How to inherit from ABC and another class

I have a class

class A(ABC):
  @abstractmethod
  def m():
    pass

and a bunch of classes inheriting from it.

class M1(A):
  ...

class M2(A):
  ...

...

Some of these have a lot in common as they share a lot of functionality such that I would like to introduce a common base class which itself inherits from A , but it does not introduce any new @abstractmethod methods:


       A
       |
  +----+----+
  |    |    |
  M1   M2   B
            |
         +--+--+
         |     |
         K1   K2

What should the definition for class B look like?

I'm on Python 3.8

EDIT: I am specifically asking as PyCharm tells me "B must inherit all abstract methods"

You can simply use

class B(A):
   pass

or any other code that is common to all children, but without m . This will still be abstract due to the absence of m .


An alternative is to use

class B(A, ABC):
   pass

In my opinion this is less good. This states that B is both an A and an ABC , while the former alternative states that B is an A , and it is an ABC insofar as much as A is an ABC itself.
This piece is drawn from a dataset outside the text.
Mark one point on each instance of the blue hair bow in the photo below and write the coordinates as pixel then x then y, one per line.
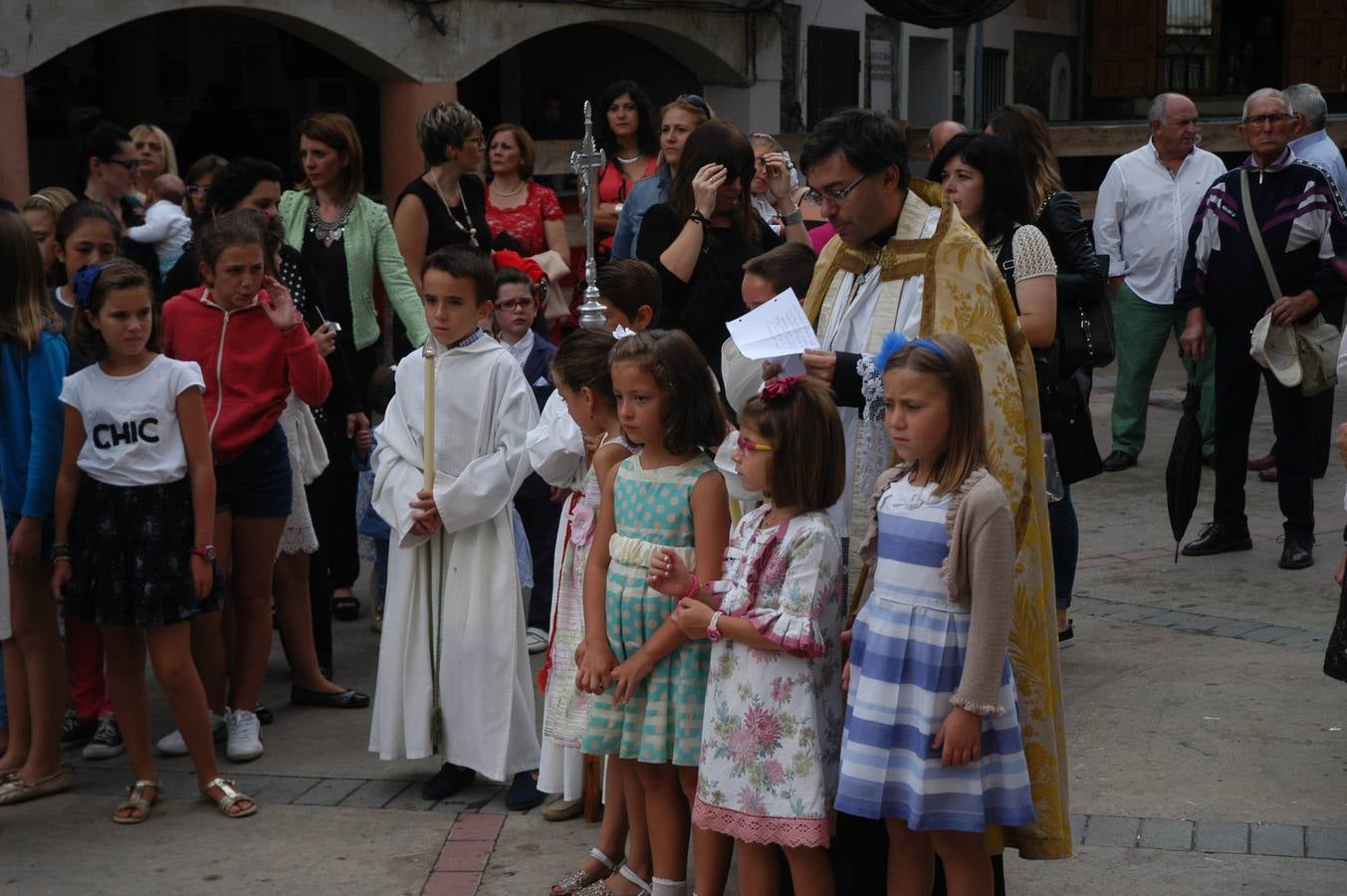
pixel 84 281
pixel 895 341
Consider the case where you decide later on that A is not an ABC after all. For M1 and M2 , no change needs to be made. For B , you now need to remove its being an ABC as well. While making sure that A and B are synchronized in subclassing ABC is not a huge overhead in terms of code maintenance, I think it does indicate that the design is problematic, PyCharm's warning about the former alternative notwithstanding (I would suppress it as a false-positive).